■ガンダム史に残る名シーンは計算されたものだった?

 ガンダム主人公の奇策といえば、初代『機動戦士ガンダム』の主人公アムロ・レイを抜きには語れない。作中でさまざまな策を繰り出してきたアムロだが、その集大成ともいえる奇策を、最終話のシャア・アズナブルとの最終決戦で披露した。

 ア・バオア・クー周辺で、シャアが乗るジオングと壮絶なバトルを展開するアムロ。ビームライフルで胴体部を撃ち抜き、ジオングはシャアが乗る頭部だけになった。一方のガンダムも左腕や頭部を破壊されてしまう。

 双方、満身創痍の状態で要塞内部に突入し、ジオングは空中からメガ粒子砲を発射、一方のガンダムは上空のジオングヘッドに向けてビームライフルを放ち、相打ちになる。これが、かの有名な「ラストシューティング」と呼ばれる名シーンだ。
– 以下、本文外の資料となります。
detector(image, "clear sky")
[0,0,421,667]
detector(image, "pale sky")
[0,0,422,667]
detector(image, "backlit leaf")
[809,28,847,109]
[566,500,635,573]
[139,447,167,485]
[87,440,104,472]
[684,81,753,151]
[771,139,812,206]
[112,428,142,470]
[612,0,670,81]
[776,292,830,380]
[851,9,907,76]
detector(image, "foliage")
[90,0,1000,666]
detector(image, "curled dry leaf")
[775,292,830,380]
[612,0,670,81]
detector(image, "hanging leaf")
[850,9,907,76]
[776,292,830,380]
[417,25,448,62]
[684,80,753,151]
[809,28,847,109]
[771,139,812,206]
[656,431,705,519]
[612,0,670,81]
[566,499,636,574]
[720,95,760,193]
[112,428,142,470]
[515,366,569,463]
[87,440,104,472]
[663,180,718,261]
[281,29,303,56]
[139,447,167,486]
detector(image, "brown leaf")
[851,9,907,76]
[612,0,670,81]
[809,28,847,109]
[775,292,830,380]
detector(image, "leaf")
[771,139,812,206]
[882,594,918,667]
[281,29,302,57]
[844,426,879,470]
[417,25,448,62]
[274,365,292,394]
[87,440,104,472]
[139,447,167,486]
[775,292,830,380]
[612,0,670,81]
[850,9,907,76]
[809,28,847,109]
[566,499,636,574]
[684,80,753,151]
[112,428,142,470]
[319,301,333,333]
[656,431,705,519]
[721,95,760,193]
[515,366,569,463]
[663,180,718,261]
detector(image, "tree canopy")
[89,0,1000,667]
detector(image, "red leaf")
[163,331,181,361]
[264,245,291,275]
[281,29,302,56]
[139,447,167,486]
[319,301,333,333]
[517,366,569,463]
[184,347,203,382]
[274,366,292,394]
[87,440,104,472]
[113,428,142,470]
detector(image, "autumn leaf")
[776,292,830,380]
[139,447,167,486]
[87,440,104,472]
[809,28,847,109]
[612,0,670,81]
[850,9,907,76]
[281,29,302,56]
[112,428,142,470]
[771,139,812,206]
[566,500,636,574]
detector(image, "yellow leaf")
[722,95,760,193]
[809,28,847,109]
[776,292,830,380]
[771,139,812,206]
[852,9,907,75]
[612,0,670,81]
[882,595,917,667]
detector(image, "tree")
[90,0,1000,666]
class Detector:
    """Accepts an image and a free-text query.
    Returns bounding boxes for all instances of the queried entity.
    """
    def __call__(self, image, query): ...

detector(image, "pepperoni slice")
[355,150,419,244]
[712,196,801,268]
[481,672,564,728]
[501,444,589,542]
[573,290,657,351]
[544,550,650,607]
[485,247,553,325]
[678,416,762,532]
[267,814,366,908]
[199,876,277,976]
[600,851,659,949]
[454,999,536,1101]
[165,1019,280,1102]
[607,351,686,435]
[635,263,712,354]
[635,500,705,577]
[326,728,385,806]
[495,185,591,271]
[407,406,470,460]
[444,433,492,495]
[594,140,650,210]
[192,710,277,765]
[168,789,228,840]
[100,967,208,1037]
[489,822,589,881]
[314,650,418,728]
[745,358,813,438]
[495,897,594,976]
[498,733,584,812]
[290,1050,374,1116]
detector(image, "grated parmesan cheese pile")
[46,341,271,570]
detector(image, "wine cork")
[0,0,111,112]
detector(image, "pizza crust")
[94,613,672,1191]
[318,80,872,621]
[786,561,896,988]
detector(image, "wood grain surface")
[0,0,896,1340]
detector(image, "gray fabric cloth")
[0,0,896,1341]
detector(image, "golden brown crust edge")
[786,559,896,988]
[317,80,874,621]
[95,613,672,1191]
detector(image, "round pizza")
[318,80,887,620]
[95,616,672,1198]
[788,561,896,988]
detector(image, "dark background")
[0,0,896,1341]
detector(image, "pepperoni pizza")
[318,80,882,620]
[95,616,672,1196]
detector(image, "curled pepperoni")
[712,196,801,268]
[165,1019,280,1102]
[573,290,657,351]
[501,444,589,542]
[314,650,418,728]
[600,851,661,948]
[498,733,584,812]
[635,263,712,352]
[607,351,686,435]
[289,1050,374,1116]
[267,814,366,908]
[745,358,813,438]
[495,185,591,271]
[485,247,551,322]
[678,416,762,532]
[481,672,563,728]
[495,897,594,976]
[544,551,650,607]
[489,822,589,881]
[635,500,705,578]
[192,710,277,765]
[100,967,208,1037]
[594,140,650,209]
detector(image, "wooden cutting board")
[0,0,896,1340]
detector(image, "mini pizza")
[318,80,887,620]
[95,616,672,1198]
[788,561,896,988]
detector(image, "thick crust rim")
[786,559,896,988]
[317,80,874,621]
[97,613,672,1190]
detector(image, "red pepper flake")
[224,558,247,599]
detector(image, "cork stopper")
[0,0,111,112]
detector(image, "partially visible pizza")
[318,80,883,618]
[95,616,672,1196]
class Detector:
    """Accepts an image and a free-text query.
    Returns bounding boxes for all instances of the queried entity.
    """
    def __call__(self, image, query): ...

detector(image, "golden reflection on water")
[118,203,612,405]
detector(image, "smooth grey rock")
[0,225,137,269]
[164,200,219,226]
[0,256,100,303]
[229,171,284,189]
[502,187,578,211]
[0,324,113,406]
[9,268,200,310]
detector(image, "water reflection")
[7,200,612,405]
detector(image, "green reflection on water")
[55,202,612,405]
 しかし、本当に驚くべきところはそこではない。実はこの場面でアムロはガンダムに乗っておらず、自動操縦(オートパイロット)によって行われた攻撃だったのである。

 ちなみに『機動戦士ガンダム 記録全集5』(日本サンライズ)には、アムロがガンダムを降りた場面について「コンピューターにプログラムして飛び出すアムロ」と書かれていた。

 これを見るにガンダムの学習コンピューターによるオートパイロット任せというよりは、アムロがある程度ジオングの行動を予測したうえで、行動をセットしていたようにも受け取れる。

 どちらにしても切羽詰まった最終局面で自らの手ではなく自動操縦を用いるという発想自体が、実にアムロらしい策といえるだろう。


 今回は宇宙世紀の主人公たちの中から、印象に残った策の数々を紹介させてもらった。もちろん、このほかのガンダム主人公たちも、それぞれの個性に合わせた驚きの策を披露してきた。ガンダム好きの皆さんは、どのような奇策がもっとも印象に残っているだろうか。